Bertram: Need to put together. Will be talking about related projects tomorrow: http://www.lis.illinois.edu/events/2014/10/22/eresearch-roundtable-data-curation-biodiversity-informatics

James: Good to focus on FP-Kuration/Akka, Tianhong's work - then bring in Kurator at the end. Likely some material of use from last years' TDWG presentations.

Paul: Likewise, need to put together. Perhaps later today.

Tech

  • Kurator Integration
    • Help with testcases for TDWG Kurator demo ..

Tianohng: some examples from last week?

Bertram: Who to do?

Paul: Format probably csv (occurrence.txt like from a darwin core archive) for input, and then json as output.

    • Any remaining build issues?

David: Looks like everything has been resolved, made FP-Core not require a settings.xml file, Tim has been able to get everything to build in his continuous integration system (bamboo).

Tianhong: issue about two external datasets to put in jar. I found one is free, but no info about the other one (a website host a dataset provided from an individual from Russia, so I'm not sure who should I ask?) country boundary:http://data.geocomm.com/editorspicks/data_world11.html

Discussion: From assertions on that page, probably OK to include with links to the source (the metatdata on that page) and that pageitself.

Tianhong: OK, will do

    • DarwinCore reader

Paul: Simple case, unzip and load occurrence.txt as simple darwin core.

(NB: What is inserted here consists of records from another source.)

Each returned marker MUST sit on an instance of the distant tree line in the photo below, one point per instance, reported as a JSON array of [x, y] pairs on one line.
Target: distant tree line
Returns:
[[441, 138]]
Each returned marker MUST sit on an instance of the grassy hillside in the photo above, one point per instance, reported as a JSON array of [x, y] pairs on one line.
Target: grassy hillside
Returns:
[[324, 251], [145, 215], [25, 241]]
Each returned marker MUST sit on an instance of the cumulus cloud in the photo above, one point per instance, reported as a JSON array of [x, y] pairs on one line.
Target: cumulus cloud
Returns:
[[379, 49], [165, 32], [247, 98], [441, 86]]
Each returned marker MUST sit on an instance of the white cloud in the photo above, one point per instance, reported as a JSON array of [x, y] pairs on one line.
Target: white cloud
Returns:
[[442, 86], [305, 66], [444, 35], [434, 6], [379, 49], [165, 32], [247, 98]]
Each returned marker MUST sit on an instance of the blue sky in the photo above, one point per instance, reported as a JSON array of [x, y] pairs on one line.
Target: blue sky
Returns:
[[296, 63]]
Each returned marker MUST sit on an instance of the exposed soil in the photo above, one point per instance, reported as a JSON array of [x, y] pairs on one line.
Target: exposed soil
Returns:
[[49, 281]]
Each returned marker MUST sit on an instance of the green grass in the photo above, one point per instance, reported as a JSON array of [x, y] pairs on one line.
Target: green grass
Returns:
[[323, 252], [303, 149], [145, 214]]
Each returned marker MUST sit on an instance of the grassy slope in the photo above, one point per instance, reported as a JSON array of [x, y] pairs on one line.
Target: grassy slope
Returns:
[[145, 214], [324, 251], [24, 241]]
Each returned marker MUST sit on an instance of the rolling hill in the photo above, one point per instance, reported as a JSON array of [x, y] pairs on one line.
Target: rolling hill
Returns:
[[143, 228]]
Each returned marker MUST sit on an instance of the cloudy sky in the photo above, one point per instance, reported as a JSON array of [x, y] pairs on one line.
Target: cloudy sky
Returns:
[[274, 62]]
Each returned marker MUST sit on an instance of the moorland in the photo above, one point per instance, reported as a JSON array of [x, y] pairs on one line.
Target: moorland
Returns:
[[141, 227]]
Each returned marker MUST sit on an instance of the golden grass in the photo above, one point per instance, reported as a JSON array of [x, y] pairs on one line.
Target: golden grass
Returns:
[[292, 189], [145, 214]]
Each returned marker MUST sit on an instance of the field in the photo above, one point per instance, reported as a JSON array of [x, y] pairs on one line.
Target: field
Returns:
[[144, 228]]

More complex case, use a DwC archive aware library (GBIF has written one).

    • SVN reorganization/cleanup

David: Few minor projects that need review. Main cleanup effort completed.

  • QC for SCAN
    • Feedback from Neil/Paul Heinrich

David: Next step with him is to run analysis on some more datasets and make them available for him (preferably as downloads accessible from symbiota.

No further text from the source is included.